AM「私、海外のフリーマーケットによく行くんですね。そういうところで目を引く物って、よく分からないカタチや記号だったりするんです。あと、つまらないものや、特にいわくつきでも何でもないものを集めている人っているじゃないですか?そういう感じ、なんか好きなんですよね。一方で、分かりやすくてカッコイイものも好きなんですが、私の場合、その間を行ったり来たりしているというか、どちらかに傾くと自分で揺り戻している感じがあるんです。だから、何かにカテゴライズされるのも窮屈で、“絵本作家一本でいく!”とかはダメみたい(笑)」

PW「(笑)」

AM「もちろん、企業と仕事する場合は自分だけの作品ではないので、風通しよく、コミュニケーションしやすく作るんですが、今回は自由に作ることができたので、ちょっと意地が悪い感じになったかもしれませんね」

PW「意地が悪いというと?」

AM「チクッと刺したいというか、まろやかじゃないというか、そういう部分が自分の中にあるんですね。ちょっとイビツなものに愛着を感じるというか」

PW「なるほど」

AM「う〜ん、でも定かではないですね。別に意地悪するつもりで作ったわけではないので(笑)。今日の気持ちと明日の気持ちは違いますから、また違うこと言うかもしれない(笑)」

PW「わかりました。あくまで今日のお気持ちということでお聞きします(笑)」

AM「そうそう、今日は一昨日買ったカメラで、説明書も読まずに行き当たりばったりの撮影をしているんですが、そういう即興系が好きですね。きっと読めばすぐ分かることもあるかもしれないんですけど、でも読まない(笑)。なんか同じことを繰り返したり、同じ道を通るのが嫌なんですよね…」

PW「アマノジャク的というか、パンク魂というか(笑)、なんだか分かる気がします。さてさて、それでは最後の質問です。アラキさんは現在妊娠中ということですが、“妊娠”という状態は、作品に影響を及ぼしていますか?」

AM「もちろん影響はあると思いますよ。

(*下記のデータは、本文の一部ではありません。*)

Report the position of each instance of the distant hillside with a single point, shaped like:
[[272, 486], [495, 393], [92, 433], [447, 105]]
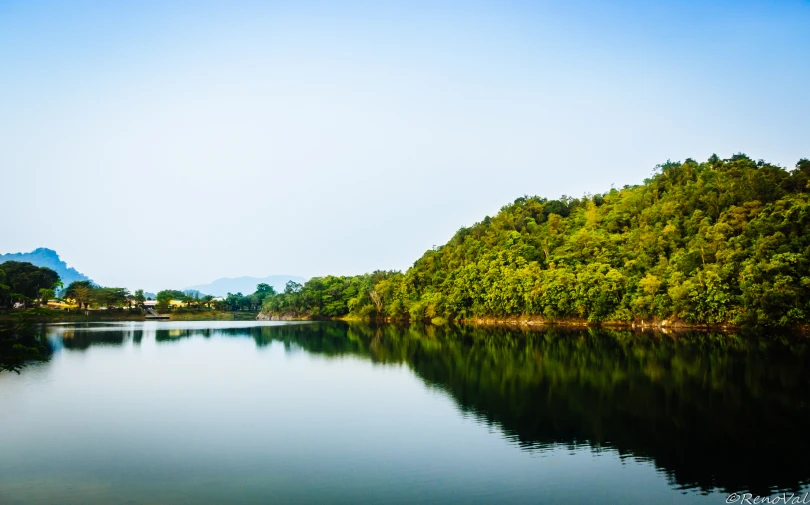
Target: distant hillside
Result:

健康だったり、病気だったり、明るい気持ちだったり、暗い気持ちだったり。そういう状態は作品に影響してきますよね。妊娠て…、なんだろう?なんか、根を詰めない感じかな…。おおらかな感じとも違うし、決して健康的でもない…」

PW「…」

AM「どちらかっていうと、エイリアンに寄生されている感じが近いかな?」

PW「!?」

AM「自分の中に愛おしい異物がいる、そういう感じですね。でもまあ、とにかくボ〜ッとしてることが多かったですが(笑)」

PW「(笑)。今回はありがとうございました。アラキさんの今後のご活躍を期待しております」


 
 
 
アラキミドリ
 
アラキミドリ:
1990年に多摩美術大学グラフィック科卒業後、雑誌『装苑』『ELL DECO』のスタイリングを兼ねた編集者として出版社に勤務。その後、1997年にライフスタイル誌『gap』を編集長として立ち上げる。1999年のインテリアデザインムーブメント『HAPPENING』を契機に、編集周辺から離れ、デザインとアートの境界線上で制作を開始。海外でのインテリアデザインイベントにも参加しはじめる。2002年秋から、フランス政府の文化奨学給付金を得て、パリとマルセイユのアーティストレジデンスに滞在。パリとドイツのカールスルーエで展覧会を開催する。2004年に帰国し、日本での活動を再開。現在、国内外での作品発表を続けると同時に、プロダクトデザインをはじめ、オブジェ、空間演出、映像インスタレーション、雑誌の企画連載、書籍出版、企業とのコラボレーションなど、多軸に表現の場を広げている。